Stageplekken soms al anderhalf jaar van tevoren vergeven

Een stage vinden voor de master neuropsychologie is een lastige opgave, ontdekte campuscolumnist Lea ter Meulen. Vervelend, want zonder klinische stage is een klinische carrière onmogelijk. De master zou daarom strenger moeten selecteren.

Begin september zaten we bij het introductiecollege voor de nieuwe lichting masterstudenten neuropsychologie. We waren met een man of vijftig, en we hadden er zin in. In de master, maar ook in de mooie carrière als neuropsycholoog die ons daarna wachtte. (Spoiler alert: ons optimisme zou op de proef gesteld worden.)

“Wie van jullie heeft al een stageplek?” informeerde de mastercoördinator toen hij door zijn slides heen was. Een enkele voorzichtige vinger ging de lucht in. “En wie van jullie is begonnen met solliciteren?” Vijftien handen. De coördinator keek bezorgd. “Wel snel beginnen met zoeken, hoor,” drukte hij ons op het hart, maar toen werd er al een trolley binnengerold met cassis en cola light, zodat we onze ontkiemende zorgen snel weg konden drinken.

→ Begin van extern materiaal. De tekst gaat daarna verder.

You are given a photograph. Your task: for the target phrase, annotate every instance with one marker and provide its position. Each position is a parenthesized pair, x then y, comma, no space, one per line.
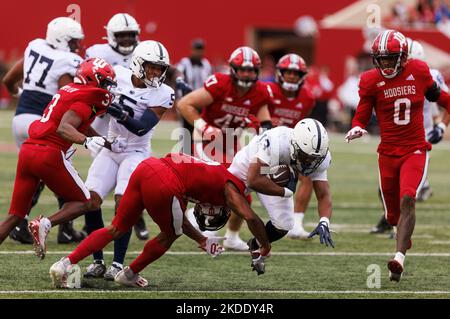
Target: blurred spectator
(267,73)
(321,88)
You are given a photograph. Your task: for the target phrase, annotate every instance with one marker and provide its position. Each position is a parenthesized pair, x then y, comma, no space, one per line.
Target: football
(280,174)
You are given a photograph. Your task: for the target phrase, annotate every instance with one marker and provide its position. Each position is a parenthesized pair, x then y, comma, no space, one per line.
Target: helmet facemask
(289,86)
(211,218)
(244,82)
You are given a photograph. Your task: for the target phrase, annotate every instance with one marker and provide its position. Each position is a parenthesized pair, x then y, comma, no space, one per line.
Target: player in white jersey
(46,66)
(433,131)
(305,150)
(122,33)
(141,98)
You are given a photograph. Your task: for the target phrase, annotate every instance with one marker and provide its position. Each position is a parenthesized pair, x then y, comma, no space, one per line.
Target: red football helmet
(244,58)
(295,63)
(390,52)
(96,72)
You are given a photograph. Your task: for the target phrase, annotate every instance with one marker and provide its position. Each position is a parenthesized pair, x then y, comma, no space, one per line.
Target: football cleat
(95,270)
(59,272)
(67,234)
(112,272)
(395,270)
(235,244)
(298,232)
(21,234)
(39,229)
(141,230)
(127,277)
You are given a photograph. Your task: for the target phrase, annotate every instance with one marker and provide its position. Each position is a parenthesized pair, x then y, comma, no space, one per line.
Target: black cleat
(21,234)
(67,234)
(382,227)
(141,230)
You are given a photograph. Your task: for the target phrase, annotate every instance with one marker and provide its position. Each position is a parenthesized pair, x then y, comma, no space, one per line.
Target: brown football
(280,174)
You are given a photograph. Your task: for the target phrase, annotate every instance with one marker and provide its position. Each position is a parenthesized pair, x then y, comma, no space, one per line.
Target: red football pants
(400,176)
(40,162)
(155,187)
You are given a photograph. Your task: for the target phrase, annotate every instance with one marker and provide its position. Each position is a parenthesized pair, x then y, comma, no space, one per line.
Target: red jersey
(289,111)
(228,109)
(88,102)
(204,182)
(398,104)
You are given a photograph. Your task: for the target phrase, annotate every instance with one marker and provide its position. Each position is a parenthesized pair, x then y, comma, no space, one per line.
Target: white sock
(400,258)
(231,234)
(118,265)
(298,218)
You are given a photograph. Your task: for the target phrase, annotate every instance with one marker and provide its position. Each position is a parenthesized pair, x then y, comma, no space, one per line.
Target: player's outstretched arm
(14,75)
(239,205)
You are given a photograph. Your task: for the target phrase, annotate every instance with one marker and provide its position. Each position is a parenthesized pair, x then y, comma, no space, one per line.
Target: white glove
(94,144)
(355,132)
(119,144)
(212,247)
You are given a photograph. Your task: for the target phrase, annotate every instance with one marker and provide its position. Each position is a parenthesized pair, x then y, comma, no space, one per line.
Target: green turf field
(297,269)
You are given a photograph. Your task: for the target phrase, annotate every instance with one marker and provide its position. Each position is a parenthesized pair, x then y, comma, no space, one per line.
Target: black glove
(324,233)
(292,184)
(116,111)
(436,135)
(182,86)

De coördinator wist wat wij een aantal weken later ook zouden weten: dat stageplekken soms al anderhalf jaar van tevoren vergeven zijn. Dat er tientallen brieven naar elk adres gaan. Dat die brieven niet alleen van UU-studenten komen – er zijn namelijk ook masters neuropsychologie aan de VU, de UvA, in Groningen, in Maastricht, in Nijmegen, noem maar op. Zelfs volgens conservatieve schattingen concurreerden we met honderden anderen. Wie in november nog niet was aangenomen, begon zenuwachtig te worden, want geen klinische stage betekent geen klinische carrière.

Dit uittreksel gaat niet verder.